Case Study

Building a Scalable Online Coding and Interview Platform Using Django Rest Framework and Kubernetes

A technology startup, CodeCraft, set out to create an online platform to streamline coding interviews and assessments for software developers. The platform needed to handle various services such as user authentication, coding problem design, code execution, assessment management, and media recording for interviews. To build a robust and scalable backend, CodeCraft utilized Django Rest Framework (DRF) for the API services, containerized the entire infrastructure, and deployed it on Kubernetes using Helm for orchestration.

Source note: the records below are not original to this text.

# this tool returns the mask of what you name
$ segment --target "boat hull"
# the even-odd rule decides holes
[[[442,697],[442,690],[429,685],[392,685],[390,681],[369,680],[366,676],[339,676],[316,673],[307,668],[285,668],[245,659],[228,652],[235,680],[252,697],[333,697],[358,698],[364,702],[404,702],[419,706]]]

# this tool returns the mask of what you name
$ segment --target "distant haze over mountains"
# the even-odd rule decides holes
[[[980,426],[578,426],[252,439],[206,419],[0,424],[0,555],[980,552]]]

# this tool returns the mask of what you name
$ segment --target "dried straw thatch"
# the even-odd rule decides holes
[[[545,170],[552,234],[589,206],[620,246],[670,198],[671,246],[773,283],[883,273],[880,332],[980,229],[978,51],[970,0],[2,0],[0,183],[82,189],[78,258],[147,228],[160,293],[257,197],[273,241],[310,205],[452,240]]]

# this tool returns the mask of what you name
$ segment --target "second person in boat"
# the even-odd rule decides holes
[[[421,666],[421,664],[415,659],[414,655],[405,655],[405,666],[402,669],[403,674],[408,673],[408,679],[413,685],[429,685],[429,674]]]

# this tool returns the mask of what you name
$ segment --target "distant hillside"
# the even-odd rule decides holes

The platform was hosted on AWS Elastic Kubernetes Service (EKS), with observability enabled via Grafana, Prometheus, and Loki.

Quick
Summary

Team Size

6 Members

Duration

3 months

Platform

React Native, Firebase

The Challenges

Complex Microservices Architecture

The platform needed to have multiple backend services, including user authentication, coding execution, problem design, and media services, while maintaining smooth communication between them.

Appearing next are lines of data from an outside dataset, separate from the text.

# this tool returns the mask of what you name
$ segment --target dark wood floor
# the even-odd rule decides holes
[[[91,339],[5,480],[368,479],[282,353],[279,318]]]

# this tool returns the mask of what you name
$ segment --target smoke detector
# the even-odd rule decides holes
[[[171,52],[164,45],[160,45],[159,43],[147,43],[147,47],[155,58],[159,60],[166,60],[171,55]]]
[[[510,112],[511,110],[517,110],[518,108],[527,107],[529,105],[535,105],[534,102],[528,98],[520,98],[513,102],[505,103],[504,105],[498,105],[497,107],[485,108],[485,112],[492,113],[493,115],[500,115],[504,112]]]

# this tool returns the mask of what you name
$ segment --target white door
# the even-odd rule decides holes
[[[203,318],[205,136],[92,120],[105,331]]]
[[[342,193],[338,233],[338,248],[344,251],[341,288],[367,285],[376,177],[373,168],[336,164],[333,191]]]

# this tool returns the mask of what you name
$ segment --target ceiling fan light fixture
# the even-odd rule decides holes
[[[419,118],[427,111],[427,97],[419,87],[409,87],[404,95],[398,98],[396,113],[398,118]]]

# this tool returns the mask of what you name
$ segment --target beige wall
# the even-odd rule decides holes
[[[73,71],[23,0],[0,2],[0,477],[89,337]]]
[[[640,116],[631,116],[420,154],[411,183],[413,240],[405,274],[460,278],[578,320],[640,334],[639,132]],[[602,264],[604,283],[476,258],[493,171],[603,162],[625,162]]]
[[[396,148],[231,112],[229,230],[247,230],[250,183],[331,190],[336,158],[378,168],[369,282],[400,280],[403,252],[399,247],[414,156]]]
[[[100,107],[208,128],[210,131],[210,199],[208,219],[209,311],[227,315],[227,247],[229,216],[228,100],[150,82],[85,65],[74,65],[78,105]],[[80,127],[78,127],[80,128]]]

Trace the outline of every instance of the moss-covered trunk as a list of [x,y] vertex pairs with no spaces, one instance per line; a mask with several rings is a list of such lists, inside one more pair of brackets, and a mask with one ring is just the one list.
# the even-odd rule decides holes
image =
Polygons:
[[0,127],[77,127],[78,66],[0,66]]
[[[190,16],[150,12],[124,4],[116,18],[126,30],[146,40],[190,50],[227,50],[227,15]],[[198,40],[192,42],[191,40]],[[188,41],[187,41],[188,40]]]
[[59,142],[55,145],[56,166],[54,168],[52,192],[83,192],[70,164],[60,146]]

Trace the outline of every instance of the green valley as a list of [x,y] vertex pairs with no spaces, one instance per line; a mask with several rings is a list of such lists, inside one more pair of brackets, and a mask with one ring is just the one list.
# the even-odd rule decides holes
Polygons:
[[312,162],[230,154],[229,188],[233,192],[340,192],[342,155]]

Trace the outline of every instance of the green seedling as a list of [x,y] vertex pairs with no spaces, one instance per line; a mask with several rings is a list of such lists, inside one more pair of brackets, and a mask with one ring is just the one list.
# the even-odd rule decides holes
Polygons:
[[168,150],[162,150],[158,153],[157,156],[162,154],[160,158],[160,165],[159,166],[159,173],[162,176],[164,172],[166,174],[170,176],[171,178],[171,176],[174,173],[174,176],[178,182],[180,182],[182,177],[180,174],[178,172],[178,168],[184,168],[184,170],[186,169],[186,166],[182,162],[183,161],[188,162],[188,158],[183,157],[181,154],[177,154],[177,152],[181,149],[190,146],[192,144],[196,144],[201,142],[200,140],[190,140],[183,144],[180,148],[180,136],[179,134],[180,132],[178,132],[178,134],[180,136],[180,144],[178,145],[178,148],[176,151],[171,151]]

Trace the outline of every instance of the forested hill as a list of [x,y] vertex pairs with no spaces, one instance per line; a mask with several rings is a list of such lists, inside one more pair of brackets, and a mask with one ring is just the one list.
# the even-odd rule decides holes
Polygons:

Scalability and Performance

The system had to handle high traffic, particularly during peak interview seasons, while providing real-time coding execution and video interview recording.

Service Observability and Logging

To ensure reliable operation of the platform, there needed to be real-time monitoring of services and efficient log management for debugging and performance analysis.

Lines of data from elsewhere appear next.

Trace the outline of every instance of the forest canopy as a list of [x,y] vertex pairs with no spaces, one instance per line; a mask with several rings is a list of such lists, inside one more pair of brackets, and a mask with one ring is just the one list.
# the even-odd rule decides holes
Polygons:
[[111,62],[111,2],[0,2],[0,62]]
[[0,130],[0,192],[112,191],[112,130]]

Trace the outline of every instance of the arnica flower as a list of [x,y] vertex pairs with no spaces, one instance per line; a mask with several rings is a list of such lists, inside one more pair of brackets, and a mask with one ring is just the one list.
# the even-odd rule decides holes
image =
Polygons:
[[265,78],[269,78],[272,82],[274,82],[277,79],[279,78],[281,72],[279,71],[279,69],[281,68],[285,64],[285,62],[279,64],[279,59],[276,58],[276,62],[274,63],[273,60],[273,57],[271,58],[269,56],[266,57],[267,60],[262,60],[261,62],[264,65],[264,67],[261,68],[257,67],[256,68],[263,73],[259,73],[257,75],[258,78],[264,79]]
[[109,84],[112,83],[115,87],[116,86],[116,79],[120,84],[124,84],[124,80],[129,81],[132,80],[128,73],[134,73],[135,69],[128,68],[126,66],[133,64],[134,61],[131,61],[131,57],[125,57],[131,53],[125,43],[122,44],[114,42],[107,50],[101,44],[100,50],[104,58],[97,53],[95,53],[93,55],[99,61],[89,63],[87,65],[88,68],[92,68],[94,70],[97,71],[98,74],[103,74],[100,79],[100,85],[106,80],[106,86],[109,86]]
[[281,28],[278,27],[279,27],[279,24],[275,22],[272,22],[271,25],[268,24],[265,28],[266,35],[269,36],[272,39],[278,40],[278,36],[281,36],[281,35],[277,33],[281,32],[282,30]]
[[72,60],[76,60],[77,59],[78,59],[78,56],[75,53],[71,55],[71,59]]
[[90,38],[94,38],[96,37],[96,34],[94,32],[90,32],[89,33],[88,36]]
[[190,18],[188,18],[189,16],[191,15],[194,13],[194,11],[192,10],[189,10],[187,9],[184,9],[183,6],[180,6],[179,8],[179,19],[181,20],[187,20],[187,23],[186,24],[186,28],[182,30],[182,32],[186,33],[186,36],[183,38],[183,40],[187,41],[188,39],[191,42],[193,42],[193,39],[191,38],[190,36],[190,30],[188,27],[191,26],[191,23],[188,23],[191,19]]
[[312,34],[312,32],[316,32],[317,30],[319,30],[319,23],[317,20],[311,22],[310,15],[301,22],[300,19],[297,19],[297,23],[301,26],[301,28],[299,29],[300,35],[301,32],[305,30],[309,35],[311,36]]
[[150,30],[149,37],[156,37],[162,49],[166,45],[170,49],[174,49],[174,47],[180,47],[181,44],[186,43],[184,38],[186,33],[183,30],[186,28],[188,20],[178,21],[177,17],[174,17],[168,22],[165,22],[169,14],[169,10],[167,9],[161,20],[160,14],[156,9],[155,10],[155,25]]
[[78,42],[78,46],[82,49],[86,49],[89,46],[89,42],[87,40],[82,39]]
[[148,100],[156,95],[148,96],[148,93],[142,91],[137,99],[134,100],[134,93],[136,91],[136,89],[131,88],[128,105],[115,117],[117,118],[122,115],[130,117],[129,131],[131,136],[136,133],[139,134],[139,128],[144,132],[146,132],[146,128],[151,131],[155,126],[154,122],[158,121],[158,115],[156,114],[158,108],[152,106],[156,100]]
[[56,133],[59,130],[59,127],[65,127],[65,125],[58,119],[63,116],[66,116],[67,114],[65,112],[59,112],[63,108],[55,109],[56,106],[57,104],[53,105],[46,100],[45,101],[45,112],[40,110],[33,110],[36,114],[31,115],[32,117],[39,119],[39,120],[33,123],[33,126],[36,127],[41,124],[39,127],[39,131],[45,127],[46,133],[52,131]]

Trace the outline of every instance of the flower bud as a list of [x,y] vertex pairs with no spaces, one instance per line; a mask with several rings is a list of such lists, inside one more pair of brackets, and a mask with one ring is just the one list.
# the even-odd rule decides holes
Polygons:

Cross-Platform Video Interviewing

The platform required a media service that could record live coding interviews between candidates and interviewers.

Solution: Key Components of the Architecture

Django Rest Framework (DRF) for Backend Services

Authentication Service

Built using DRF, the authentication service managed user registration, login, password resets, and user roles. JWT (JSON Web Tokens) were used for secure and stateless authentication, enabling seamless session management across the microservices.

Coding Problem Design Service

This service allowed administrators and content creators to define coding problems, categorize them by difficulty, and provide sample input/output data. DRF’s flexible serialization helped create, update, and manage problem metadata efficiently.

Code Execution Service

The core feature of the platform, this service allowed users to execute code in multiple programming languages in a sandboxed environment. Code execution was handled by isolated Docker containers for security, with the service providing results such as test case success or failure.

Assessment Service

This service facilitated the creation and management of coding assessments, assigning problems to candidates, and tracking their performance in real-time. The service also recorded test submissions and graded them automatically.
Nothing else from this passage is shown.